Comment 24 Richard Biener 2019-01-14 13:34:25 UTC
On GCC testcases one large group of MEMs only disambiguated through base_alias_check is disambiguations agains DSEs group_info->base_mem
which is BLKmode mems based on some "base" pointer.  This base_mem
lacks a MEM_EXPR but I think it shouldn't be difficult to add one,
like with (completely lacking sanity testing):

diff --git a/gcc/dse.c b/gcc/dse.c
index 389c52d4284..098c77165de 100644
--- a/gcc/dse.c
+++ b/gcc/dse.c
@@ -1097,6 +1097,7 @@ canon_address (rtx mem,
 {
   machine_mode address_mode = get_address_mode (mem);
   rtx mem_address = XEXP (mem, 0);
+  tree mem_expr = MEM_EXPR (mem);
   rtx expanded_address, address;
   int expanded;
 
@@ -1165,6 +1166,9 @@ canon_address (rtx mem,
          && const_or_frame_p (address))
        {
          group_info *group = get_group_info (address);
+         if (!MEM_EXPR (group->base_mem)
+             && mem_expr)
+           set_mem_expr (group->base_mem, get_base_address (mem_expr));
 
          if (dump_file && (dump_flags & TDF_DETAILS))
            {


btw, the disambiguations like

(mem/c:SI (symbol_ref:DI ("g") [flags 0x2] <var_decl 0x7fe01f78a510 g>) [1 g+0 S4 A32])
 vs. (mem:DI (pre_dec:DI (reg/f:DI 7 sp)) [0  S8 A8])

are handled through REG_BASE_VALUE which assigns 'sp' (address:DI -1).

I believe we should be working towards adding proper MEM_EXPRs to more
places and simply make find_base_term more conservative which means
simplifying the PLUS/MINUS cases.
Comment 25 Richard Biener 2019-01-16 14:05:57 UTC
When considering the patch from comment#18 additional data is that only
95802 out of 636160 disambiguations that ultimately require base_alias_check
involve non-CONST_INT_P "other" operand.  That is out of 9531871 total
cases that would run into base_alias_check, or 1%.
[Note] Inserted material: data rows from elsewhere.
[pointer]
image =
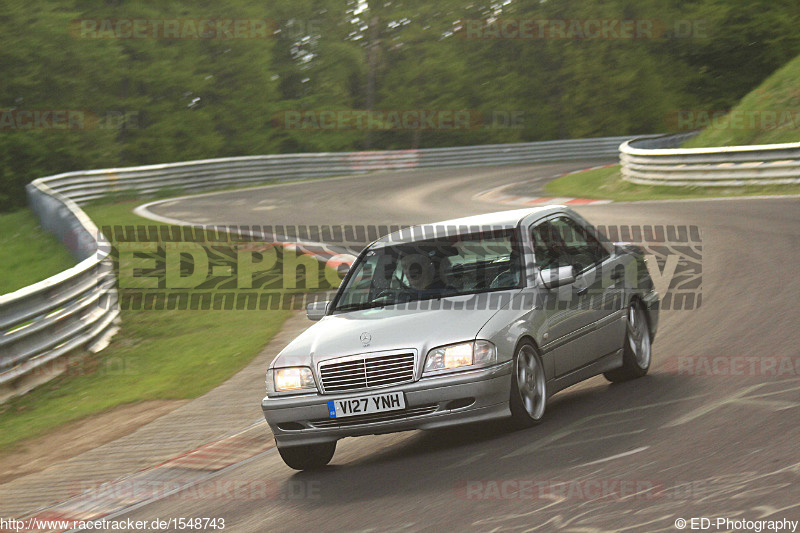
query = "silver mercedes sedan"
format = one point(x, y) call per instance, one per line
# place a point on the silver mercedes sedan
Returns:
point(462, 321)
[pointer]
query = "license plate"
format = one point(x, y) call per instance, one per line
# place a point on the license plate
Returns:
point(364, 405)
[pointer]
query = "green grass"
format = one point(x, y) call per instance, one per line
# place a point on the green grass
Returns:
point(607, 183)
point(27, 252)
point(773, 108)
point(157, 355)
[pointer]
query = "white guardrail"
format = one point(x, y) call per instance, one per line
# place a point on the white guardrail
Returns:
point(658, 161)
point(78, 309)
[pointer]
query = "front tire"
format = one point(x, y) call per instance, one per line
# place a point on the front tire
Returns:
point(309, 456)
point(636, 351)
point(528, 387)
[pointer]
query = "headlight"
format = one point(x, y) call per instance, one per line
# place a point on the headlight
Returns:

This is w/o "fixing" DSE (the simple patch of course miscompiles things).
Comment 26 Richard Biener 2019-01-17 12:37:57 UTC
(In reply to Richard Biener from comment #25)
> When considering the patch from comment#18 additional data is that only
> 95802 out of 636160 disambiguations that ultimately require base_alias_check
> involve non-CONST_INT_P "other" operand.  That is out of 9531871 total
> cases that would run into base_alias_check, or 1%.
> 
> This is w/o "fixing" DSE (the simple patch of course miscompiles things).

Sorting by invoking pass this is

    236 combine
   8138 cse1
   8404 cse2
   1423 cse_local
 144964 dse1
  83650 dse2
    350 ira
  32000 postreload
  32758 sched2
  75866 vartrack

so the majority comes from DSE (note the above numbers are for the full
boostrap so not comparable to the numbers quoted which are just for
stage3-gcc/*.o)

From CSE I also see the weird

(mem:TF (plus:SI (reg/f:SI 7 sp)
        (scratch:SI)) [0  S16 A8])
 vs. (mem/c:TF (plus:SI (reg/f:SI 19 frame)
        (const_int -16 [0xfffffffffffffff0])) [1  S16 A128])

what's this (scratch:SI)!?  Anyway, I wonder how with unknown scratch
value base_alias_check can figure out the above do not alias.